HEY GİDİ FAİZ DÜŞMANI ERDOĞAN HEY. NEREDEN NEREYE

Şimdi rakamları açıklıyorum. 21 Aralık’ta 2021’de açılan kur korumalı mevduata 3 ayda yüzde 11,9 oranında faiz ve kur farkı ödediler. Yıllık bileşik faiz kaça geliyor? Tam yüzde 57, 22. Aralıkta açılan hesaplar için 3 ayda yüzde 20,1 faiz ve kur farkı ödediler. Yıllık bileşik faiz kaça geliyor? Tam yüzde 108,23. Aralıkta açılan hesaplar için yapılacak faiz ve kur ödemesi bugün belli oldu.

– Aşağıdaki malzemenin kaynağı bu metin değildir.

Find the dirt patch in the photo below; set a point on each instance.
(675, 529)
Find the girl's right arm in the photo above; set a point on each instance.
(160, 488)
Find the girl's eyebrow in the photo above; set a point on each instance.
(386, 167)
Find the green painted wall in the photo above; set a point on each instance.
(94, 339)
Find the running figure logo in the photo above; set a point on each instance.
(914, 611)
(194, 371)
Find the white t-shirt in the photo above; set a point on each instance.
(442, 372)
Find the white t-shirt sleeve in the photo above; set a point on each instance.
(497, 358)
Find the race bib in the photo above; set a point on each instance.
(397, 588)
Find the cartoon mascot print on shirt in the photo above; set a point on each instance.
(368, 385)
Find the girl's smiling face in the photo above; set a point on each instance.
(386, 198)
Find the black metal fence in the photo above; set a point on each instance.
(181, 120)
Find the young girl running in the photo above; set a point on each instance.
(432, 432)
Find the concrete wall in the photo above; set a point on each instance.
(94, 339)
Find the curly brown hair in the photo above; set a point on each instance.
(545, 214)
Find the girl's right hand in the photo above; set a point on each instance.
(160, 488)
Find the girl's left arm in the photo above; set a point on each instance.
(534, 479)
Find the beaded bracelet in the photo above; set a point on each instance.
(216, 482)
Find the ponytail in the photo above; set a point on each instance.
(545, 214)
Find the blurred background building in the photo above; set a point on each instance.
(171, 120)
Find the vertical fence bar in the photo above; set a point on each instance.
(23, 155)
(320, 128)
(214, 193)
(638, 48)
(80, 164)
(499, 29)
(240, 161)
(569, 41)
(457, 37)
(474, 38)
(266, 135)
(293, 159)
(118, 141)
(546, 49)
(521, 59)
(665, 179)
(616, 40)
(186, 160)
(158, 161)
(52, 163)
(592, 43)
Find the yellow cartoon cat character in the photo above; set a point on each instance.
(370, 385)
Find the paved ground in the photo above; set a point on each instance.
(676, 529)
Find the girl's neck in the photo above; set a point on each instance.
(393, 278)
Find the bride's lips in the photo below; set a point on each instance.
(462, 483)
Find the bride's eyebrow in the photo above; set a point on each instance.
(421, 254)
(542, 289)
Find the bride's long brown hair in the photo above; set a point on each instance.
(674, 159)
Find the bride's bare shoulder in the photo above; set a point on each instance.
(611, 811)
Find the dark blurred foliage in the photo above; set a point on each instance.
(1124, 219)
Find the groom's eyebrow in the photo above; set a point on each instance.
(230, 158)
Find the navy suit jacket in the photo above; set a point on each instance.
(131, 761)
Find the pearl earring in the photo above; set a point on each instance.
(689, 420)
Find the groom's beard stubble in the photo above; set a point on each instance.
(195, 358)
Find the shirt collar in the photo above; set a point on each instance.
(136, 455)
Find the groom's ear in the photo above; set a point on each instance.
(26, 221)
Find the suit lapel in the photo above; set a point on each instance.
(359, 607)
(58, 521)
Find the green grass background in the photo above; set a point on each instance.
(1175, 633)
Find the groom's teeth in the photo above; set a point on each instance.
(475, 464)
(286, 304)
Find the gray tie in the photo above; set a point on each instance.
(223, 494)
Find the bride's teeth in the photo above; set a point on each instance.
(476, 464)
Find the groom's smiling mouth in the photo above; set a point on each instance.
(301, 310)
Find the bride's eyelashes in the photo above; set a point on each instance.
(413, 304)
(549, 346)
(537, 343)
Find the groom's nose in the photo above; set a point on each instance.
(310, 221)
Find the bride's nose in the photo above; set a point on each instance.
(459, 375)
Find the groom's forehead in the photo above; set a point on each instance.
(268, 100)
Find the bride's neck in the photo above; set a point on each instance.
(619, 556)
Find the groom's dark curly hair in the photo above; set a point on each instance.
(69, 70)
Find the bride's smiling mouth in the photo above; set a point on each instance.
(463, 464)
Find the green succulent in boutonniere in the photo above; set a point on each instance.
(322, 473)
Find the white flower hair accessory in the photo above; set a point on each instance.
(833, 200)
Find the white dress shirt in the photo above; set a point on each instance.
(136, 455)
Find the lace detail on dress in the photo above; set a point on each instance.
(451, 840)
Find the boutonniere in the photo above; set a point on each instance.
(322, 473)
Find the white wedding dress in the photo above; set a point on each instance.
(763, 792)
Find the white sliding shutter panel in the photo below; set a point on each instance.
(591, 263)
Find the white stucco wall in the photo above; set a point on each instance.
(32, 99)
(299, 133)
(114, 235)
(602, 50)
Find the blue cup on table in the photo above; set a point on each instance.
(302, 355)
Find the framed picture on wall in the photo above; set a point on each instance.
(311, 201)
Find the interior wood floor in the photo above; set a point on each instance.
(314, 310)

Yüzde 27,3 olacak. Bakın, 23 Aralık’ta 100 lira para yatıran, bugün 27 lira 30 kuruş faiz alacak. Üç ayda. Yıllık bileşiği yüzde 163. Tam da dediğim gibi; bu, bir ‘devleti batırma projesi’ işte. Geçen ay yüzde 105 oranındaki 3 haneli enflasyonun ağır sonuçlarını Türkiye’ye yaşatan bu hükûmet, faizi de 3 haneye çıkararak ekonomide tam bir hezimeti bu millete yaşattı, yaşatıyor. Hey gidi faiz düşmanı Erdoğan hey! Nereden nereye. Yahu siz, faizlerin yüzde 8-9 olduğu dönemlerde, zamanın tertemiz bürokratlarını vatana ihanetle suçluyordunuz. Hesap ortada.

HESAP GÜNÜ VAR, UNUTMAYIN

Siz, son üç gündür, bu ülkenin hazinesinin katkısıyla yüzde 57, yüzde 108, yüzde 185 faiz ödüyorsunuz. Yeni bir icat diye sunduğunuz kur korumalı mevduat hesaplarına, bu milletin alın teriyle ödediği vergileri de katarak yüzde 57, yüzde 108, yüzde 163 faiz öderken vicdanınız hiç sızlamıyor mu sizin? Hangi nas bunu emrediyor? Buradan, bu uygulamaya cevaz verenlere de sormak lazım. Bu ülkede 2 bin 500 lira emekli maaşıyla geçinmeye çalışan milyonlarca insan varken siz nasıl olur da bir avuç varlıklı insana milletin kesesinden bu kadar yüksek faiz ödenmesine uygun görüş verirsiniz? Hesap günü var, unutmayın. Bu proje bankalardaki mevcut mevduatla sınırlı kalmadı. Bir süre sonra yurt dışındaki vatandaşlarımızın döviz birikimlerini de devleti batırma kampanyasına dahil ettiler. Adeta ‘devleti yabancı paraya endeksli bir biçimde daha da borçlandıralım’ diye uğraştılar. Tüm bunlar da yetmedi. Önceki gece Resmi Gazete’de yayınlanan bir düzenlemeyle devleti batırma kampanyasında yeni bir aşamaya geçtiler.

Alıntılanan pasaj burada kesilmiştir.